Ich habe ein neues Wort erfunden: “Workatical!”

Und natürlich habe ich diesen Begriff nicht als erster Mensch auf der Welt erfunden. Fast jede Erfindung, jede Innovation, jede gute und jede weniger gute Idee hatte zuvor schon einmal jemand anderes. So ist es auch hier, Google zeigt mir sieben (in Zahlen: 7!) Treffer für das Wort “Workatical” und zumindest eine dieser Fundstellen nutzt den Begriff auch mit der Bedeutung, die ich darunter verstehe. Doch da ich den Begriff vorher nicht kannte, nie zuvor gehört oder gelesen hatte, habe ich ihn erfunden – wenn auch nicht exklusiv bzw. als erster. Das ist aber nicht wichtig, mir zumindest nicht.

Weiter unten werde ich eine erste Definition dieses neuen Begriffes “Workatical” beisteuern. Doch zunächst einmal zum eigentlichen Thema:

workatical

Mein Workatical – Warum und Wofür

Mein “Warum” ist ziemlich profan: Ich brauche einfach mal wieder eine Pause von dem, womit ich seit einigen Jahren den Hauptteil meiner Zeit verbringe.

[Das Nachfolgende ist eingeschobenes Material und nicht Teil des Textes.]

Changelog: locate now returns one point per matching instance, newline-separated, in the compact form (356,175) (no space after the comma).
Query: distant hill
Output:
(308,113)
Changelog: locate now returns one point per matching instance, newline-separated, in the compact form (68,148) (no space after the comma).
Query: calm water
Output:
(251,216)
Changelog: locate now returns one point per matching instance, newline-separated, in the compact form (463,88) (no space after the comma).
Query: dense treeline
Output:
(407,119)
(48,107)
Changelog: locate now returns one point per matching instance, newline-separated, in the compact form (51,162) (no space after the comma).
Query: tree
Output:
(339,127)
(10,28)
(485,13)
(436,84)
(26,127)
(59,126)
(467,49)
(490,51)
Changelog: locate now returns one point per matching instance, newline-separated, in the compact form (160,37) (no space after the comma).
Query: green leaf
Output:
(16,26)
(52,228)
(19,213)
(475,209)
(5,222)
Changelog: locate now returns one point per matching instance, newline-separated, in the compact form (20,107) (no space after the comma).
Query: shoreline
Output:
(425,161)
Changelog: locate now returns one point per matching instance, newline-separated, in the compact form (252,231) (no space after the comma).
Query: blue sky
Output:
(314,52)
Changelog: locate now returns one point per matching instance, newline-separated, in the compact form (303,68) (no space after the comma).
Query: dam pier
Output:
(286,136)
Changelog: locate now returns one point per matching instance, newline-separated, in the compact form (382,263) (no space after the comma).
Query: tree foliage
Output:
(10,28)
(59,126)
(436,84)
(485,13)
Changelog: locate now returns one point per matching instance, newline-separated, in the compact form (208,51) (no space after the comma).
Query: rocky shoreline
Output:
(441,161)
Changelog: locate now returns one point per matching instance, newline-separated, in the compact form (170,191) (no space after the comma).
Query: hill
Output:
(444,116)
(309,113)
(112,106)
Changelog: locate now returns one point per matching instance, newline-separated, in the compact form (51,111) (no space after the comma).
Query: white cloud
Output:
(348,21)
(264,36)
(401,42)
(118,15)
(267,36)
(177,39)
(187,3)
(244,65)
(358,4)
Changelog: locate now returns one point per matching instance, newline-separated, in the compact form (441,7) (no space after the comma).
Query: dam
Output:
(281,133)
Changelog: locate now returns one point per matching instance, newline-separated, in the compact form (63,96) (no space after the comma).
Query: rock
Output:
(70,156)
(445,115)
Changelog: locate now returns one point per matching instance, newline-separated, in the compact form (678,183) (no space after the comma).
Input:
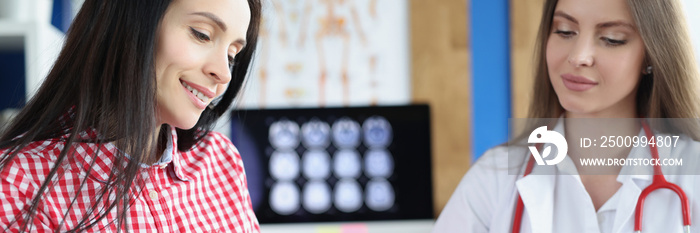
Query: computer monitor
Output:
(309,165)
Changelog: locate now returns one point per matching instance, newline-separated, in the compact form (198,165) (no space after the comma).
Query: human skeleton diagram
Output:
(317,39)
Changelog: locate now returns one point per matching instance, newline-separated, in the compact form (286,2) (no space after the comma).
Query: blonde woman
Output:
(600,65)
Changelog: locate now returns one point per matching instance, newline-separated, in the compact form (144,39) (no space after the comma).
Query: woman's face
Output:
(197,41)
(594,57)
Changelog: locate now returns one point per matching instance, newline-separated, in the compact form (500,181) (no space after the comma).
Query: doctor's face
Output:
(197,40)
(594,57)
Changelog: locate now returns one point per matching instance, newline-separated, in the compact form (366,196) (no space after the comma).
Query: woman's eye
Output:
(199,35)
(231,63)
(565,34)
(612,42)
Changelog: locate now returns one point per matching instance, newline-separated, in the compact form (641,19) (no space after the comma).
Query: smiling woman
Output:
(595,60)
(118,137)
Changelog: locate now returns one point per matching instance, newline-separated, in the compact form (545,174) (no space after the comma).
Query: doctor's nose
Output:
(582,54)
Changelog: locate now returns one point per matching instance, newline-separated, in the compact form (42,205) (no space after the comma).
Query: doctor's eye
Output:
(612,43)
(199,35)
(565,34)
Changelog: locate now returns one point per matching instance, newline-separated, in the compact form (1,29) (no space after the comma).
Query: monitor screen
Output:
(337,164)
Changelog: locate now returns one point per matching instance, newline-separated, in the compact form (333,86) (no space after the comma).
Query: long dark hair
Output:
(99,82)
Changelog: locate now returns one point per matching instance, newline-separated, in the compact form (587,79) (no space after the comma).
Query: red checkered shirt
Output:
(200,190)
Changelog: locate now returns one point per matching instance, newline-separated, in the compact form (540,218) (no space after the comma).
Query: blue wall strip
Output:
(490,42)
(61,15)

Ich habe, seitdem ich als sogenannter “Agile Coach” selbstständig bin, selten den Bedarf verspürt, einmal so richtig Urlaub zu machen. Doch nun spüre ich den Bedarf, vielleicht massiver als je zuvor. Wahrscheinlich hat es auch etwas mit den letzten beiden intensiven Jahren im Homeoffice zu tun, dass ich zuletzt das Gefühl habe, mir fällt “die Decke auf den Kopf”. Meine Arbeit hat sich in den letzten Monaten immer weiter verdichtet, in mancher Woche hat sich die Suche nach freien Slots für einen weiteren Workshop wie Tetris angefühlt. Und das, obwohl ich mir dieser Gefahr durchaus bewusst bin und zumindest versucht habe, mir freie Zeiten zu blocken.

Und natürlich ist die Realität weitaus komplexer, vielfältiger und persönlicher – vielleicht werde ich zu gegebener Zeit auch einmal näher darauf eingehen, welche tiefergehenden (Beweg-) Gründe ich bei mir persönlich erkenne.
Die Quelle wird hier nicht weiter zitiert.